Pese a que el pedalista hizo todos los esfuerzos para ganar la prueba, al final quedó octavo, a 6 minutos y 51 segundos del campeón, el británico Simon Yates, con lo que, de acuerdo con Constaín, “volvió a defraudar a los millones de expertos de esquina, a los genios del teclado y el micrófono”.

Y aunque destaca que Quintana es un ser humano ejemplar (“un campesino a mucho honor y esforzado que logra sobresalir en uno de los deportes más difíciles y competitivos del mundo, y en el que ha llegado a los puestos más altos con tesón y rigor, con dedicación, con disciplina, con decoro”), el columnista señala como su error y desgracia haber nacido en Colombia, “un país en el que quien logra lo que sea de bueno suele hacerlo no solo sin la ayuda de la gente sino a pesar de la gente misma”.

En este país, continúa Constaín, los logros los consigue la gente superando “con heroísmo” varios obstáculos a la vez: “El de la envidia reinante, el de la negligencia pública y privada, el de la indiferencia de todos o casi todos.
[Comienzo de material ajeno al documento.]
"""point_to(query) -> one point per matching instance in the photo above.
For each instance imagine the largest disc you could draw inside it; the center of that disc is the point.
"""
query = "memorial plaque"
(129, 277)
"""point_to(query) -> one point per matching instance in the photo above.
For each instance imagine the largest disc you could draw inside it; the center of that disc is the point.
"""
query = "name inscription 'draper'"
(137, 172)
El de ser de aquí, qué más obstáculo que ese”.

El artículo continúa abajo

Pero, cuando llegan los triunfos, “ahí sí se montan todos, nos montamos, en el bus de la victoria: ¡Que viva Nairo, carajo, que viva Colombia! Y así la gloria y la fama se le vuelven al pobre ídolo un lastre y una maldición, como en un mito griego […] y pobre de él (o de ella) donde llegue a fracasar: mucho cuidado con defraudarnos, ni se le ocurra hacernos quedar mal”, agrega.
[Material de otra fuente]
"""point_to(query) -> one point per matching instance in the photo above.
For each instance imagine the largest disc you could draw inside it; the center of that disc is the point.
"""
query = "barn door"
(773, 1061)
En los fracasos, contrasta Constaín, aparecen “los profetas del pasado, los que ya lo habían advertido, los augures de lo que nadie más veía pero ellos sí, ellos sí se lo dijeron al país. […] Es la historia, más o menos, de la humanidad: quienes hacen cosas valiosas y al lado la multitud que los apedrea. Fue siempre así. Pero ahora es peor porque los protagonistas son los que llevan la piedra en la mano o en el bolsillo: los que pontifican en pijama y dan al día, desde su teléfono, cuatro o diez declaraciones de fondo; los que dicen ‘yo siempre lo dije’”.